Didier Deschamps a déclaré, à l’issue du match France‑Angleterre (4‑6), que le respect était la seule valeur non négociable du football, tout en dénonçant un « environnement irrespirable » à l’écran de M6.
Le respect comme dernier mot
Le coach français, après avoir reçu les applaudissements des journalistes en conférence de presse, a rappelé que les critiques font partie du métier, mais que le respect se gagne ou se perd. Cette prise de parole intervient alors que la France se prépare à quitter le mandat de Deschamps à l’horizon du Mondial 2026.

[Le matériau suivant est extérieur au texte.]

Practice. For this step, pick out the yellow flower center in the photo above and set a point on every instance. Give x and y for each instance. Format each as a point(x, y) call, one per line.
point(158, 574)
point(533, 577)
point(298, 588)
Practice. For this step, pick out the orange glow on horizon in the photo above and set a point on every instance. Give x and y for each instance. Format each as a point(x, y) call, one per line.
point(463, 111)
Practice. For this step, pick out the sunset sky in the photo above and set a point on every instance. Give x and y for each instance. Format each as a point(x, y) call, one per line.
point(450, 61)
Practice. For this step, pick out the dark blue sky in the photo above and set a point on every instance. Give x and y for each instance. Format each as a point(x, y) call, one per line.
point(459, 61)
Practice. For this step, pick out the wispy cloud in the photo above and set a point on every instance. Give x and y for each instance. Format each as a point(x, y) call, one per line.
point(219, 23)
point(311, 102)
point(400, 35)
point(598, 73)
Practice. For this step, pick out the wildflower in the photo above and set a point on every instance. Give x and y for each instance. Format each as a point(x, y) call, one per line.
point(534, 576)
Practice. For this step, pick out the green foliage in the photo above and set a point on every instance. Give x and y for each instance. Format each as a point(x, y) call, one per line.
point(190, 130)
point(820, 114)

Une rancœur née en 2018 et jamais complètement apaisée
Les premiers désaccords remontent à la victoire de 2018, où Deschamps a d’abord fait taire les sceptiques estimant son style trop restrictif. La Coupe du monde 2022, où les Bleus ont atteint la finale, n’a pas effacé les tensions liées à l’affaire Benzema et aux accusations de manque de loyauté vis‑à‑vis de la blessure des joueurs.
Des journalistes comme Christophe Dugarry (RMC) ou Daniel Riolo ont régulièrement remis en cause ses choix tactiques, poussant le sélectionneur à envisager une action en justice pour diffamation, action qui a ensuite été abandonnée.
Des relations glacées avec la Fédération Française de Football
Le terme « irrespirable » décrit surtout les désaccords logistiques avec la FFF : déplacements jugés trop longs, hébergements jugés inadéquats, refus d’attribuer du matériel de cryothérapie aux États‑Unis malgré les températures élevées, et ajustements de primes contestés par le staff.
Erwan Le Prévost, directeur général adjoint, a eu des échanges tendus avec Deschamps à Boston, illustrant une fracture entre le sélectionneur et l’administration.
Un climat médiatique qui bascule après la demi‑finale contre l’Espagne
Jusqu’à la défaite 2‑0 face à l’Espagne, la presse a généralement salué le travail de Deschamps, même si les débats sur le manque de créativité offensive persistaient. La déconvenue a revitalisé les critiques, notamment celles de Dugarry, qui a remis en question le bilan du coach et la capacité de la France à imposer son style.
Bilan de l’environnement déclaré « irrespirable »
Les tensions accumulées entre 2018 et 2024, combinées aux frictions récentes avec la Fédération et aux remarques de la presse, justifient l’emploi du terme « irrespirable ». Malgré des succès majeurs, le sélectionneur a perçu un climat qui, selon lui, nuirait à la performance collective.
En définitive, l’insistance de Deschamps sur le respect reflète un désir de remettre les valeurs fondamentales du football au premier plan, même si les conditions entourant le staff et les médias semblent, à leurs propres termes, difficiles à respirer.